We went to Destin almost two weeks ago. It's the last spot our entire family vacationed together, and it is, to a person, our favorite place in the world. The stretch of beach called Miramar has clear blue Gulf and powder-fine sand. When we visit, it's always idyllically warm, no bugs, just lots of suntan lotion and a day split between the beach and the pool.
Jenny walked down the beach, back to where we were last year, and as she walked, she discovered a little shell that we have all called "butterfly shell" because it looks like two wings joined almost invisibly in the middle. She brought her butterfly shell home.
A few days later, I went out at low tide. I just like it when the water's receded and sand bars protrude, as if you're there at Earth's first day, the first person to stand on a never-discovered island. I had no intention of doing anything but walking and listening to the waves, but I'm my father's son, and I saw flecks of beauty revealed in the receding water. Beautiful shells. I picked some up, and after a few steps, became selective.
That day I found some beautiful butterfly shells. Must have been the season for them. I didn't want to crush them, and being improperly prepared, I just held my shells in my right hand as I wandered down the shore.

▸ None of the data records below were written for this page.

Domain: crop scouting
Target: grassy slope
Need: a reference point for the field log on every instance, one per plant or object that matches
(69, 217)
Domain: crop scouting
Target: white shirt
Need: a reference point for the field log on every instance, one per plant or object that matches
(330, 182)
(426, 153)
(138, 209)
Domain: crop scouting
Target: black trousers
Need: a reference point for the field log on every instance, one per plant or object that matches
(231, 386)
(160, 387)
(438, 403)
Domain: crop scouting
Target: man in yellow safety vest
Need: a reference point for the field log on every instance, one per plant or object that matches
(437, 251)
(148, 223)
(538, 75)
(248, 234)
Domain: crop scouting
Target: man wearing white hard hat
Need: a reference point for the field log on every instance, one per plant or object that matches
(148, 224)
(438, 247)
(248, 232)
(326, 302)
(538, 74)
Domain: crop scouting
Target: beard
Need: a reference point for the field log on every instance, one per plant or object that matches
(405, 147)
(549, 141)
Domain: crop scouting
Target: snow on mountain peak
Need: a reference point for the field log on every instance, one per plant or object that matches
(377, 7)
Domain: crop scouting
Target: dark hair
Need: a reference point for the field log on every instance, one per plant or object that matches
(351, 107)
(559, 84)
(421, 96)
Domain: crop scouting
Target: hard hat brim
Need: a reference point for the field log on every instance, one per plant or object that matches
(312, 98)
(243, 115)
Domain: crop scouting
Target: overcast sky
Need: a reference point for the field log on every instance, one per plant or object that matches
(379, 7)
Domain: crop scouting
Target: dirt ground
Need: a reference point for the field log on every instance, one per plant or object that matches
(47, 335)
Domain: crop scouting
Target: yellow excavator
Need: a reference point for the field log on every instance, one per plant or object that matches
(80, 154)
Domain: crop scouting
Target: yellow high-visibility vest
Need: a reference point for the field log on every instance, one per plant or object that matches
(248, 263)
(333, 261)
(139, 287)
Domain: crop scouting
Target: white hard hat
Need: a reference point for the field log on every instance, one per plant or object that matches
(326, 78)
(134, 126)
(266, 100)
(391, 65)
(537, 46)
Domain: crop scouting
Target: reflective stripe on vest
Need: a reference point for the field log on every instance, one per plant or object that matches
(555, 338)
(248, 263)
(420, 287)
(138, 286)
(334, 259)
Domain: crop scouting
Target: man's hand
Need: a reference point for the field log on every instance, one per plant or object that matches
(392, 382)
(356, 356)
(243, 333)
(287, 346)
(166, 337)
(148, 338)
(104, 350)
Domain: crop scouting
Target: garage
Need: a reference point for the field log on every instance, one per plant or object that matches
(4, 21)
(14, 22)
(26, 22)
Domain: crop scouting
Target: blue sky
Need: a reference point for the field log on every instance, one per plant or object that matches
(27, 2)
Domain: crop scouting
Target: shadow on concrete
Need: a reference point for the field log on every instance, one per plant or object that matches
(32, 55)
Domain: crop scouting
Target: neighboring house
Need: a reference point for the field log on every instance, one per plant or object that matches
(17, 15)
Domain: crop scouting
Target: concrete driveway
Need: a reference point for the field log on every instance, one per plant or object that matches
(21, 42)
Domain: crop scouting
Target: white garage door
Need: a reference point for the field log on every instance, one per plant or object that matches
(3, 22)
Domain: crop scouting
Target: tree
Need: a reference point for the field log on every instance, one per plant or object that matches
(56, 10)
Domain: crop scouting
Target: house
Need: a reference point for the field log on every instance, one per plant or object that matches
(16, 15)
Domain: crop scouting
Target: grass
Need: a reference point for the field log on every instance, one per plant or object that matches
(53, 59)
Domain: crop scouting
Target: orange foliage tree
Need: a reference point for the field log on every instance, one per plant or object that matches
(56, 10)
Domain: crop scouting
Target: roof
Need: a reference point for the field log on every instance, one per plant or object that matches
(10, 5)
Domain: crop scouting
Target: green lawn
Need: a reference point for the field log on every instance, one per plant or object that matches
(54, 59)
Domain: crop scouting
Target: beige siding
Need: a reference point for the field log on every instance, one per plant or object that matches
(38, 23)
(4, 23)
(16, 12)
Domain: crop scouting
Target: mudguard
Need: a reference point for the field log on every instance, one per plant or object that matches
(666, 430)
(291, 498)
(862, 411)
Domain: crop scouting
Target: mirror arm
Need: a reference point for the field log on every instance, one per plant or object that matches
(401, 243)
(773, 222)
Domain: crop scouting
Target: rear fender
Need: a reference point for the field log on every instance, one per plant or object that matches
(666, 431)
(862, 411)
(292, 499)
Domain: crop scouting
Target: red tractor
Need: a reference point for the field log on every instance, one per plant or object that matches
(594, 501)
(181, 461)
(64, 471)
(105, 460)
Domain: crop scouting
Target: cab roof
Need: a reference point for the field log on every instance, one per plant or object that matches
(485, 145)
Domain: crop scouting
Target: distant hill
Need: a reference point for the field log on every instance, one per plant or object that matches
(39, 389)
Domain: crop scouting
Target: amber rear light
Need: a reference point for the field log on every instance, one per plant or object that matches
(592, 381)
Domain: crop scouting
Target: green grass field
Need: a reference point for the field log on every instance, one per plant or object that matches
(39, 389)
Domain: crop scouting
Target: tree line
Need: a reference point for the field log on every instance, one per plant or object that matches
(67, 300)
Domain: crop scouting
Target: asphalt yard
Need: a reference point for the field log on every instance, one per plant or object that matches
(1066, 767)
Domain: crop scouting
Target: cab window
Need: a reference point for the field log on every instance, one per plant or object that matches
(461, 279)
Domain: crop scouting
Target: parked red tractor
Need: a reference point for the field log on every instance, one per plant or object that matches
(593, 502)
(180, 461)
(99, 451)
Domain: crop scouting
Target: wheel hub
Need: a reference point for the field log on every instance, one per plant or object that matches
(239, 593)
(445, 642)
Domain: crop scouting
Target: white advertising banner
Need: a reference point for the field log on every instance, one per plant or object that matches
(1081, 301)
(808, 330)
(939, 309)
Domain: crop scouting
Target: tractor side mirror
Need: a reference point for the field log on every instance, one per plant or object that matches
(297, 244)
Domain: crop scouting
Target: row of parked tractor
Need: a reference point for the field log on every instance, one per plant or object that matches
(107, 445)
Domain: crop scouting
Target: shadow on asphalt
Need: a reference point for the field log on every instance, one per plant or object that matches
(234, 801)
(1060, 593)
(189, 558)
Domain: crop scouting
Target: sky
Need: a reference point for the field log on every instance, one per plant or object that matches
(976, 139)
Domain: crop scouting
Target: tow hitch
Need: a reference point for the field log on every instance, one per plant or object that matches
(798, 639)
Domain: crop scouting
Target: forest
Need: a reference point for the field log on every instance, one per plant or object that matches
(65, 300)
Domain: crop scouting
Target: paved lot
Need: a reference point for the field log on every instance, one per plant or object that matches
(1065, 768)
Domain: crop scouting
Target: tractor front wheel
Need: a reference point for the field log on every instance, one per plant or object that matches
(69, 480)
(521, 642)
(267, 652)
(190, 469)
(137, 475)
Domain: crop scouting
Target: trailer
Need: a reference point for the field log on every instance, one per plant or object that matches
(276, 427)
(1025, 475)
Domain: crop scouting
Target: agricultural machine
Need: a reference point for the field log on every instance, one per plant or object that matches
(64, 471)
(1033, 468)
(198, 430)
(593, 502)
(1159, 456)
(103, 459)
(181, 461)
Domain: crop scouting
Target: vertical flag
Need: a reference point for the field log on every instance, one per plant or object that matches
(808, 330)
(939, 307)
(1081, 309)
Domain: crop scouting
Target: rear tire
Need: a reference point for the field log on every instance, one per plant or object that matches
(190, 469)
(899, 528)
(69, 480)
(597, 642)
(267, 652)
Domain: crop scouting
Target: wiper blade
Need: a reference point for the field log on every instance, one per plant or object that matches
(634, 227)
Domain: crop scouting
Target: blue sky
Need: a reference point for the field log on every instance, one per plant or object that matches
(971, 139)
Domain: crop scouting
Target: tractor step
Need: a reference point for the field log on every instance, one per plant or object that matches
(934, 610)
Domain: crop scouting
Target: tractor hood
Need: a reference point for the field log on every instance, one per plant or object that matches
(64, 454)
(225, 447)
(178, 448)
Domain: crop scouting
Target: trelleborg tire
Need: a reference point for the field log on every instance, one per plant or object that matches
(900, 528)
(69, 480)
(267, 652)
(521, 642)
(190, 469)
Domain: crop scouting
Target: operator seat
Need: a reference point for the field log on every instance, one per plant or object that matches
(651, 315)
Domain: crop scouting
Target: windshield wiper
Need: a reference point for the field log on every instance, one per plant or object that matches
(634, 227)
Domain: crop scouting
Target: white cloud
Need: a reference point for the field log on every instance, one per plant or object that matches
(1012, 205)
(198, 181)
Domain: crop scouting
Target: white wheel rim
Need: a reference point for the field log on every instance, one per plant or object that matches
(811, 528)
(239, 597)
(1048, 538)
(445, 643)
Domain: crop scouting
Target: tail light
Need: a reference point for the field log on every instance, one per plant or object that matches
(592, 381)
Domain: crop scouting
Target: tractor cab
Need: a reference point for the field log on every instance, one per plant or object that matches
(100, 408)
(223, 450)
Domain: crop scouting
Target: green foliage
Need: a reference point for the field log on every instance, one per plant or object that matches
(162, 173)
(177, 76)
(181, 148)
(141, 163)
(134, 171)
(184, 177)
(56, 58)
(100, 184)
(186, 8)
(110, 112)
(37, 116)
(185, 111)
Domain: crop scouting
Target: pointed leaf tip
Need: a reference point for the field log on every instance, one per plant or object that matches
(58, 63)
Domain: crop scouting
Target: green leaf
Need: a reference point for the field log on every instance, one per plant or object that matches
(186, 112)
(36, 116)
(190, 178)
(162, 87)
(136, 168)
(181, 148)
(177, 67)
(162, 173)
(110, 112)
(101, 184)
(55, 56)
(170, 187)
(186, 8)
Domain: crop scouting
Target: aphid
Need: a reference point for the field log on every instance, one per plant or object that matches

As I returned, my hand was mostly full. Incredible colors, some intriguing fossilizations, some just perfect. I kept the butterfly shells on the top of my stack, so I wouldn't break them.
A funny thing happened.
A gust of wind would blow, and a butterfly shell would catch the breeze, and fly out of my hand. I'd stop, hustle to the shell before it was recovered by water and sand, put it gently back into my hand, and keep walking.
And it happened again. And again. And being my father's son, I laughed. Because Dad always found the appropriate amount of humor in things by imagining someone watching himself as he was doing something. Here I was, middle-aged man, walking down the beach, chasing shells flying out of my hand.
I couldn't hold the butterfly shells too tightly - they might break. And I couldn't keep them from catching the breeze. If I was going to take them back to our room, I'd have to keep chasing them.
We can't hold on to them tightly enough. We still can't. Whatever my dad and Zoe began as, they were made to fly away.